TWIRL 13: ULA to orbit missile early warning satellite

The TWIRL logo with the ULA mission artwork
Background image via ULA

The upcoming week in rocket launches promises to be fairly routine, that said, there are two particularly interesting missions. On Monday, the United Launch Alliance will orbit a U.S. military satellite that is designed to provide early warning of a missile launch and on Thursday, a Chinese Long March rocket will orbit the Tianzhou-2 cargo craft which will dock with the Tianhe module of the Chinese Space Station.

Monday, May 17

As mentioned, the United Launch Alliance is set to launch one of its Atlas V rockets (AV-091) into space carrying the U.S. military’s fifth Space Based Infrared System Geosynchronous (SBIRS GEO 5) satellite which has been designed for missile early warning detection. Secondary payloads going up on this launch include Technology Demonstration Orbiter 3 (TDO-3) and four CubeSats. You can find the live stream on YouTube.

Tuesday, May 18

The second launch of the week takes place on Tuesday. A Chinese Long March CZ-4B rocket will launch an ocean observation satellite called Haiyang 2D into orbit. It will use sensors to detect sea surface wind fields, sea surface height, and the temperature of the sea’s surface. As with most Chinese launches, you should not expect a live stream of this event but footage of the launch will likely surface on YouTube after the event.

Thursday, May 19

No more launches are pencilled in this week after Thursday. The first of the two launches is marked as ‘no earlier than’ and we’ve mentioned it on previous editions of TWIRL simply meaning it hasn’t launched yet. It consists of the Northrop Grumman Pegasus XL rocket carrying the TacRL-2 mission into orbit. This mission is part of the U.S. Space Force’s Tactically Responsive Launch program and is intended as a technology demonstration.

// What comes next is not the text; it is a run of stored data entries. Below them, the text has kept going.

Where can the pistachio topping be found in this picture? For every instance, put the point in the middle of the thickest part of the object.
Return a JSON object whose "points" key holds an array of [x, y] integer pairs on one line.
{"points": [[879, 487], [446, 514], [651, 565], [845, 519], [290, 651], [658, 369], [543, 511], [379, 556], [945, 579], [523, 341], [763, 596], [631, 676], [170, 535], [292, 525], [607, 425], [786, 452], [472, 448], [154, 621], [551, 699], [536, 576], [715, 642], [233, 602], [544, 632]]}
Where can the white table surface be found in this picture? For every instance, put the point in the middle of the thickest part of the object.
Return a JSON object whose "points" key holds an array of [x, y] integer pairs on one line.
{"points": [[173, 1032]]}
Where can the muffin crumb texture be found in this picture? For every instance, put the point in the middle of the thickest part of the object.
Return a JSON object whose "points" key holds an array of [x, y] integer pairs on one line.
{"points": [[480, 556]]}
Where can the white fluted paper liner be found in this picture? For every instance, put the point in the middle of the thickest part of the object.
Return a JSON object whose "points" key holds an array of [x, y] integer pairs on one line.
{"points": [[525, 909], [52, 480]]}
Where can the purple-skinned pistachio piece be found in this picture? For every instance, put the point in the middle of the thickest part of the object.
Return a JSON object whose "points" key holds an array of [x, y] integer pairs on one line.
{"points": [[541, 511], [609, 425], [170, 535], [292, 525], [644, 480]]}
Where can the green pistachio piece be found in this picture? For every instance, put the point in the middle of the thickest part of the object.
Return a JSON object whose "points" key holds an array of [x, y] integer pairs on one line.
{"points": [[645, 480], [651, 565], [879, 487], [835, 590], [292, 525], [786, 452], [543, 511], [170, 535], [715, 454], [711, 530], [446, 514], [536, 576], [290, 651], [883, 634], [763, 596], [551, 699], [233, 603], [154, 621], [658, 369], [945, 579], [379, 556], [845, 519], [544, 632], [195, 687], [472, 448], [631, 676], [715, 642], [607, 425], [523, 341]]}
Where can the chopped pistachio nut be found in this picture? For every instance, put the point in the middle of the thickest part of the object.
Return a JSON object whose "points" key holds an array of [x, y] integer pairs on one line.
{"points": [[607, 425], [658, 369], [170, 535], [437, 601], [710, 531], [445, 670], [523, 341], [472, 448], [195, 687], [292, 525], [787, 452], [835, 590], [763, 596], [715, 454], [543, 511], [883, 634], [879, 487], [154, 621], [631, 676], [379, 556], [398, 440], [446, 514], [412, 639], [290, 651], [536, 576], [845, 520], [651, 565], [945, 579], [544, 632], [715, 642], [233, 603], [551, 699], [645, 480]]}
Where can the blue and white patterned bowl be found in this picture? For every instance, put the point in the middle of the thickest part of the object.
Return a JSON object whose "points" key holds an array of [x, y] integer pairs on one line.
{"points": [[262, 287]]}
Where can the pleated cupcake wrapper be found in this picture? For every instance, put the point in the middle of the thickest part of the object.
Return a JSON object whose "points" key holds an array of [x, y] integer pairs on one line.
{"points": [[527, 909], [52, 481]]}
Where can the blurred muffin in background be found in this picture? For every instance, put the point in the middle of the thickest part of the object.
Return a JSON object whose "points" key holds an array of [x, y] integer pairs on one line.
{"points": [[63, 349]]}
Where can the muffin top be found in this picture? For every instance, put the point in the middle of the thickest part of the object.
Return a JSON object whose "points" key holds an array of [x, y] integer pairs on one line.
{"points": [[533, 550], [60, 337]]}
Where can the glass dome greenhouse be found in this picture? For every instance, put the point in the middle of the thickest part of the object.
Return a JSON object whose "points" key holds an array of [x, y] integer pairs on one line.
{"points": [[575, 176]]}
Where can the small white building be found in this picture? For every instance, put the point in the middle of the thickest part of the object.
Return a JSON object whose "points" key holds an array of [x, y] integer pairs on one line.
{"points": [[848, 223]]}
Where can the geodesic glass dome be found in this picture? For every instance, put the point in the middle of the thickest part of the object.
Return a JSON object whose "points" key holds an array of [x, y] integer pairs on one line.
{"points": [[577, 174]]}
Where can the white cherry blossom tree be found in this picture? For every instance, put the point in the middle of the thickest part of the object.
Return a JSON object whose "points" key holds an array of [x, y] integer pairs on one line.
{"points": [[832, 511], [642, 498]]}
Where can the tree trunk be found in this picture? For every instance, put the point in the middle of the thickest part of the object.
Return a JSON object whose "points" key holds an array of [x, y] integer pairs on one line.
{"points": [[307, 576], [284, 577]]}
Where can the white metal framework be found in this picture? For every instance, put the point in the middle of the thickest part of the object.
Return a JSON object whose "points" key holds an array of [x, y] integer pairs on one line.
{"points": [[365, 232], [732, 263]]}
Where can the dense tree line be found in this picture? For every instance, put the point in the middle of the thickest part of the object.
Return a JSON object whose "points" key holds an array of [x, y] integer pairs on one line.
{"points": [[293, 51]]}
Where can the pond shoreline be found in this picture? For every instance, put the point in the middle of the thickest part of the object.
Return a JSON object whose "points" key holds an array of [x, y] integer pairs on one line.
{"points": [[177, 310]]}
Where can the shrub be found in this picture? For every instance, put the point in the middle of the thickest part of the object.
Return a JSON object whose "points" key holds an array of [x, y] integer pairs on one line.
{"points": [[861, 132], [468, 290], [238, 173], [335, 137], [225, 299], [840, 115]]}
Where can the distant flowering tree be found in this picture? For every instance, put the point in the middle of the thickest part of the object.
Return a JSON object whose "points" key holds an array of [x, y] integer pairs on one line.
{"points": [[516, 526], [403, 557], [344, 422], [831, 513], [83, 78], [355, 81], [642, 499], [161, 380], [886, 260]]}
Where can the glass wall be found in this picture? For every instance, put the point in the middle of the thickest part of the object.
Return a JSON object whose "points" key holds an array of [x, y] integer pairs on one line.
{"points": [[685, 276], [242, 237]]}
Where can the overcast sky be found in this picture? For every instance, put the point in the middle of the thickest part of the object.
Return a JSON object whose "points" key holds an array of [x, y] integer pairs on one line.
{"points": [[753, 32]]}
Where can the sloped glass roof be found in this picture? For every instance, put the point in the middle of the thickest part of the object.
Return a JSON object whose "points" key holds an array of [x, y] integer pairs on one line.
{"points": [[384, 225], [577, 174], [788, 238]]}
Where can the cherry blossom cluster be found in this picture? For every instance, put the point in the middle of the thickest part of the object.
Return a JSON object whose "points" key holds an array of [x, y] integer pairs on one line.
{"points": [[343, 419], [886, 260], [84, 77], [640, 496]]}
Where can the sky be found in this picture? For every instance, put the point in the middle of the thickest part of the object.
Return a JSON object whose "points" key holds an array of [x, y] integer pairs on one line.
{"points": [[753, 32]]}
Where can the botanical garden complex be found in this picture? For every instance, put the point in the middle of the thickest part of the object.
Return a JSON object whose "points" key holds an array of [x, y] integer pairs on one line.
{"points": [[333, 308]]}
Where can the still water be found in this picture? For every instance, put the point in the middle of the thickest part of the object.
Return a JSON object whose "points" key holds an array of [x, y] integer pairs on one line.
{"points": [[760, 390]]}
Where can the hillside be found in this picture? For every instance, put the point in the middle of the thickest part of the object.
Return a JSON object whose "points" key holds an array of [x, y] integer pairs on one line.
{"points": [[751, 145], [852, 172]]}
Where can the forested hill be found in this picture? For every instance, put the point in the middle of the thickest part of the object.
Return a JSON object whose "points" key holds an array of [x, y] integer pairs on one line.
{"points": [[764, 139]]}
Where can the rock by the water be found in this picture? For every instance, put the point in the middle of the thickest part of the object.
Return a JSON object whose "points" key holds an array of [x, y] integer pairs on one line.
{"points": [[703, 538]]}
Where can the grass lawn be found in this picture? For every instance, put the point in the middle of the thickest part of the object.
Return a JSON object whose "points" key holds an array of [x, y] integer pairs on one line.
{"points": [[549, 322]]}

The second launch scheduled for Thursday is that of the Long March CZ-7 carrying the Tianzhou-2 cargo craft. Once in orbit, Tianzhou-2 will dock with the Tianhe module of the Chinese Space Station (CSS) which itself was only orbited a few weeks ago. The Tianzhou-2 can carry up to 6.5 tonnes of cargo as well as two tonnes of propellant. Cargo missions to the CSS might become more frequent in future as China looks to send Taikonauts to live on the station.

Zhurong Rover

A graphic of the Zhurong rover

It was announced yesterday by China that it has successfully landed its Zhurong Mars rover at Utopia Planitia. It’s the first Mars rover from a country other than the United States to land successfully and marks a big leap for the Chinese space programme.